Here is a $35 kit you can make, which ends up being the equivalent of a 741 op-amp using discrete 13 2N3904 and 7 2N3906 transistors. It has eight binding posts representing the eight pins of the device.
Here is a link to the datasheet, which includes the schematic for the kit (shown below) and a BOM.
Compare that to a "real" 741 out of the TI datasheet:
They are virtually the same, even down to the resistor values.
"Dependent sources are useful tools to model a circuit'. But what are they really?"

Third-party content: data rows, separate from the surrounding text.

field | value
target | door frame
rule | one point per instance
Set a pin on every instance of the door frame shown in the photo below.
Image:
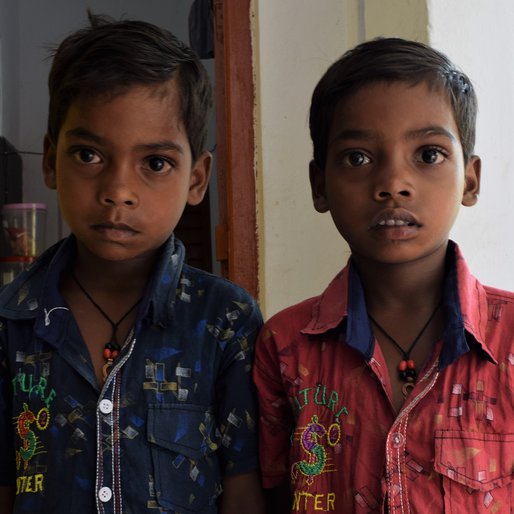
(236, 234)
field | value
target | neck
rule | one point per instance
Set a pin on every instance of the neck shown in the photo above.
(407, 286)
(116, 276)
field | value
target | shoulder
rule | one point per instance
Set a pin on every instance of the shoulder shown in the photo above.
(493, 293)
(213, 286)
(202, 295)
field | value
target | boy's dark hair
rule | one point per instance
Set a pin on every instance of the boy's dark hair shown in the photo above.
(109, 57)
(390, 60)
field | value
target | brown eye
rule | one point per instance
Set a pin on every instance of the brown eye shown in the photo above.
(158, 164)
(431, 156)
(356, 159)
(86, 156)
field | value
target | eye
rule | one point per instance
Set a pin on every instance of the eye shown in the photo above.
(356, 159)
(86, 156)
(431, 155)
(158, 164)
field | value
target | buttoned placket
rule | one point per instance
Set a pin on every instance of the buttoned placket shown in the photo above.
(395, 483)
(108, 468)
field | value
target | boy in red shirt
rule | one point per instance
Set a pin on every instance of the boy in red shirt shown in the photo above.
(391, 391)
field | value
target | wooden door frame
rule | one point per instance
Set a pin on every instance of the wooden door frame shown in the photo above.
(236, 234)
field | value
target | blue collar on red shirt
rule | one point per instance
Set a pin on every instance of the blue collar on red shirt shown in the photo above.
(343, 305)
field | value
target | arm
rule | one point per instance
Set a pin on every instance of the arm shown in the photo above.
(6, 499)
(242, 493)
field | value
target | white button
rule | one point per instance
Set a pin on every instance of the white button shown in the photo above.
(398, 440)
(105, 406)
(105, 494)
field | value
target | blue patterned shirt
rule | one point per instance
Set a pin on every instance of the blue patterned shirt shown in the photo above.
(175, 415)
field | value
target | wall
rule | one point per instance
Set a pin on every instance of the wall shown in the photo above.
(295, 42)
(300, 251)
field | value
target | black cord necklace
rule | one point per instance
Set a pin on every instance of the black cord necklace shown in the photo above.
(112, 347)
(407, 367)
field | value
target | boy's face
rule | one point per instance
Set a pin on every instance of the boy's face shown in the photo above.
(123, 171)
(395, 174)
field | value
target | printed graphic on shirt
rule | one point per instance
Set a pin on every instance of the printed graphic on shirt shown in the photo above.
(319, 442)
(28, 424)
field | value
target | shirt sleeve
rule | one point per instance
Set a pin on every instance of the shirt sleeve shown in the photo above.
(276, 420)
(237, 402)
(7, 468)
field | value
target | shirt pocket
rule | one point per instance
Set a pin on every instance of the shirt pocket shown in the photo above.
(477, 471)
(183, 441)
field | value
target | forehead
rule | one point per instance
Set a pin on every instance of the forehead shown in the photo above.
(144, 96)
(158, 104)
(393, 107)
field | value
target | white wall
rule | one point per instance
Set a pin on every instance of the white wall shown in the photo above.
(296, 40)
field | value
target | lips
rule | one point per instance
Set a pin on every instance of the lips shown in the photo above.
(114, 228)
(392, 218)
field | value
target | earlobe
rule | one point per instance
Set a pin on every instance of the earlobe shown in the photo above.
(472, 181)
(49, 161)
(317, 178)
(200, 174)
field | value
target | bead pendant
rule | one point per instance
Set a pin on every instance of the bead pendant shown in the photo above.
(407, 370)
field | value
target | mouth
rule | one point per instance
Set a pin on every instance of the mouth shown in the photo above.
(394, 219)
(115, 230)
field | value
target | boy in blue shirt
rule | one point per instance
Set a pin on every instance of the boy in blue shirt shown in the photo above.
(124, 372)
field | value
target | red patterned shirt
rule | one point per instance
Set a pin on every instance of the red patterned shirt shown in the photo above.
(327, 424)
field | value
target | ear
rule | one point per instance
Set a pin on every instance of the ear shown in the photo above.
(199, 181)
(317, 178)
(49, 160)
(472, 181)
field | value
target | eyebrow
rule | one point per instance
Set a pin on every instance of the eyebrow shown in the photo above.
(368, 135)
(164, 144)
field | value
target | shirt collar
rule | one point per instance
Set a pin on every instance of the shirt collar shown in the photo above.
(342, 306)
(35, 293)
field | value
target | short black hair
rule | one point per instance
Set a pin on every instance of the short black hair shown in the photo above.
(391, 60)
(108, 57)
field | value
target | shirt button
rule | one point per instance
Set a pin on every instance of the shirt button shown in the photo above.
(105, 406)
(397, 439)
(104, 494)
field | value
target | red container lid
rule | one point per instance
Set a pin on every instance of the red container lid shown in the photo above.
(24, 206)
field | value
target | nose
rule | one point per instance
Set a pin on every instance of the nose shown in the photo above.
(393, 181)
(117, 188)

Regarding "dependent sources": We discriminate between four different controllable (dependent) sources:
Voltage-controlled voltage source (VCVS), Current-controlled voltage source (CCVS), Voltage-controlled current source (VCCS) and current-controlled current source (CCCS).
Transistors (bipolar and FET): VCCS
Operational amplifier: VCVS
Operational transconductance amplifier (OTA): VCCS
Current conveyor (second generation, CCII): CCCS.

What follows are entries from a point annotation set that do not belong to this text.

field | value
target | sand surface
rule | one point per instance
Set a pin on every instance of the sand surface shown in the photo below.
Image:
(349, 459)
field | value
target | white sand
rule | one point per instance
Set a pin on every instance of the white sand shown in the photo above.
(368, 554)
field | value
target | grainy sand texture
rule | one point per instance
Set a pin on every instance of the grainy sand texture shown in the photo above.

In reality, all dependent sources are non-ideal (finite input and output impedances, frequency-dependent). That means: Real dependent sources can be modelled using ideal dependent sources in conjunction with "parasitic" elements (resistors, capacitors)
Other answers have suggested looking at the implementation of real op-amps like a 741, but from a perspective of learning how they work, the best way to start is with a simplified system. The core of an op-amp is long-tailed pair. This can be built and operated or analysed in isolation to the rest of an op-amp, and provides the basic fundamentals of what an op-amp is. Looking at the 741 schematic, note that the transistor pairs (Q1,Q3) and (Q2,Q4) are substituting for the single transistors Q1 and Q2 in the diagram on wikipedia. The resistors in the wikipedia circuit are subsituted with transistors to allow the behaviour of that core amplifier to be optimized. The rest of the 741 circuitry is basically designed to improve on the response of this amplifier (removing offsets, increasing gain, improving frequency response, etc), and isn't strictly necessary to do the basic job.
Search for 'LM709 schematic', or 'LM 741 schematic'. Those were some of the first opamps available and have reasonably simple schematics. Modern opamps are based on similar principles, but generally have more complex circuits (because transistors are much cheaper now, and performance requirements keep increasing).
On the web sites of chip manufacturers you may find extensive documentation on most IC's, including the opamps that you actually use in your electronics lab. Such documentation often include the schematic diagram. Especially for opamp chips.